With the global environmental lobby increasingly focusing its attention on rolling back the increasing avalanche of plastics’ proliferation and its weighty global environmental impact, negotiators and activists were expected to congregate in Ottawa this week to attempt to craft a treaty which, hopefully, will contribute to the rolling back of the plastic pollution menace. With experts estimating that the world’s waterways has become home to the equivalent of 2,000 garbage trucks full of plastics every day, according to the United Nations Environment Programme [UNEP], the event is being staged much more out of hope than conviction that its ‘shout out’ to what continues to be an indifferent international community will benefit from an attentive ear.

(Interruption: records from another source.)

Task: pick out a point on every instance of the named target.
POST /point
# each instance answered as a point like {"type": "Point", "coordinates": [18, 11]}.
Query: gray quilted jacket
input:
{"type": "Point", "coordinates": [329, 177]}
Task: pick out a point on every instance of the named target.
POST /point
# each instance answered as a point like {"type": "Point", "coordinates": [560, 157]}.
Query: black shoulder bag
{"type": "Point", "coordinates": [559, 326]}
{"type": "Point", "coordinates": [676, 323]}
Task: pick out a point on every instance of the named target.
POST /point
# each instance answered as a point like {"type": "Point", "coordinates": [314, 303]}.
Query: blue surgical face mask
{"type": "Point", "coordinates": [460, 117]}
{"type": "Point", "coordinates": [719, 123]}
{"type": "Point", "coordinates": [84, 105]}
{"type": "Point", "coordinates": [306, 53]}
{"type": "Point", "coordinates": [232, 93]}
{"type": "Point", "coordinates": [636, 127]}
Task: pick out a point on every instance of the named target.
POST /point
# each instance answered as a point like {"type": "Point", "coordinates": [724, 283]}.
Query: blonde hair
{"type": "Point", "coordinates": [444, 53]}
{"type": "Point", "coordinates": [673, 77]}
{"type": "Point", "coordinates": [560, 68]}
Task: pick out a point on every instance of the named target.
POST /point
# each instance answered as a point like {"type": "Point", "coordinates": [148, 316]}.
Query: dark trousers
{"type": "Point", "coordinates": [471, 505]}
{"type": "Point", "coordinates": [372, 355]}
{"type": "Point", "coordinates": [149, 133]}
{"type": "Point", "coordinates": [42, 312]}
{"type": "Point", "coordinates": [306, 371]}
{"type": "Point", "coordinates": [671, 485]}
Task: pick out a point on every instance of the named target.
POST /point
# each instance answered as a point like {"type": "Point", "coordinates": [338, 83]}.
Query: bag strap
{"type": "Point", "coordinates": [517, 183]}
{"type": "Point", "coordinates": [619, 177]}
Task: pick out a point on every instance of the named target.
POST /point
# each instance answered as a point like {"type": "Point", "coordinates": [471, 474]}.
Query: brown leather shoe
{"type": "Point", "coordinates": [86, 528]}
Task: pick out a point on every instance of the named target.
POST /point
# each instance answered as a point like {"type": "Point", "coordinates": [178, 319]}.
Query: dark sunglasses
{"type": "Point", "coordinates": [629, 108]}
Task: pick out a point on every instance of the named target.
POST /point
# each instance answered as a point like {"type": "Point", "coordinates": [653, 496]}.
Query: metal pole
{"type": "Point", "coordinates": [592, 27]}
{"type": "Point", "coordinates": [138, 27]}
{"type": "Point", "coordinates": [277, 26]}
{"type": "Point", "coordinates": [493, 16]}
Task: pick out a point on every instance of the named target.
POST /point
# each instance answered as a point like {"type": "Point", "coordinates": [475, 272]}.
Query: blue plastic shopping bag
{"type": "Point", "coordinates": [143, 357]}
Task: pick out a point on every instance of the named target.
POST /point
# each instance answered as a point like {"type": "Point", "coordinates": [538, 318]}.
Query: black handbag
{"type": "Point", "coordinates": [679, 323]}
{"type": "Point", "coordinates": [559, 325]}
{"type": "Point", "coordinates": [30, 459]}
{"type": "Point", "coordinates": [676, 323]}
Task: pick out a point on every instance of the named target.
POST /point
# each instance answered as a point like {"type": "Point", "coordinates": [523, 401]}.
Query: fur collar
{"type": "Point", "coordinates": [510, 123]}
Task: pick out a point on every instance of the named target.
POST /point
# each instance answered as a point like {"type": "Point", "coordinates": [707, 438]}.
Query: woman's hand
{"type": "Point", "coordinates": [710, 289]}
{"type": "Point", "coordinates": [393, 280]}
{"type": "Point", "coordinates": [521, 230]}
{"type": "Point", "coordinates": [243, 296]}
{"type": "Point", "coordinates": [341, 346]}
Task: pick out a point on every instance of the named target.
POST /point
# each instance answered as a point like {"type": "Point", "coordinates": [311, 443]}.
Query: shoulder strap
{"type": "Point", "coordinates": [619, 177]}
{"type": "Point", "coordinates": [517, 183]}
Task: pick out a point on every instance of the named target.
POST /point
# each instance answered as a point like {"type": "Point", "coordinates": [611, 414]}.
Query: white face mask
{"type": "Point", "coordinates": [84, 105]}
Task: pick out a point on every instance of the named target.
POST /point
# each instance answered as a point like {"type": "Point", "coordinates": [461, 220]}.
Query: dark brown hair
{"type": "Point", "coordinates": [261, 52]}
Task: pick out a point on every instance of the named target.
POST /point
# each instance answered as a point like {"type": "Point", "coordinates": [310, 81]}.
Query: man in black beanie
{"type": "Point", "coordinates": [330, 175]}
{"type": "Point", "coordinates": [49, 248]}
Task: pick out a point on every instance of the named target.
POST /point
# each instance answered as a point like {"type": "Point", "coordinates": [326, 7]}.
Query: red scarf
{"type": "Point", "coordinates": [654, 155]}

The Ottawa forum will require that assembled negotiators streamline a pre-existing treaty draft on plastic pollution in addition to making a decision on whether it will focus directly on human health and the environment, by placing limits of the production of plastics, restricting some of the chemicals used in plastics, or any combination of those options in order to slow the march of the stifling plastics’ juggernauth. If the lobby for a robust plastics pushback is supported by a so-called “high ambition coalition” of countries, these are under no illusions regarding the weight of the resistance which the lobby must withstand from a powerful global business lobby which, in various ways, has embraced plastics as a commodity that is critical to their respective entrepreneurial pursuits.
Contextually, it is now felt that any effective agreement that seeks to roll back plastic pollution is only likely to meet with a measure of success if it is underpinned by a limited focus that concentrates on issues like plastics recycling, which is finding a measure of accommodation by some of the plastic producing and oil and gas exporting countries rather than initiatives that aims at the complete eradication of plastics. With only a matter of months left before the March agreement among 175 nations on the creation of the first legally-binding treaty on plastics pollution, including in the oceans, by the end of 2024 expires, the degree of optimism that this target will be met would appear to be perilously close to zero.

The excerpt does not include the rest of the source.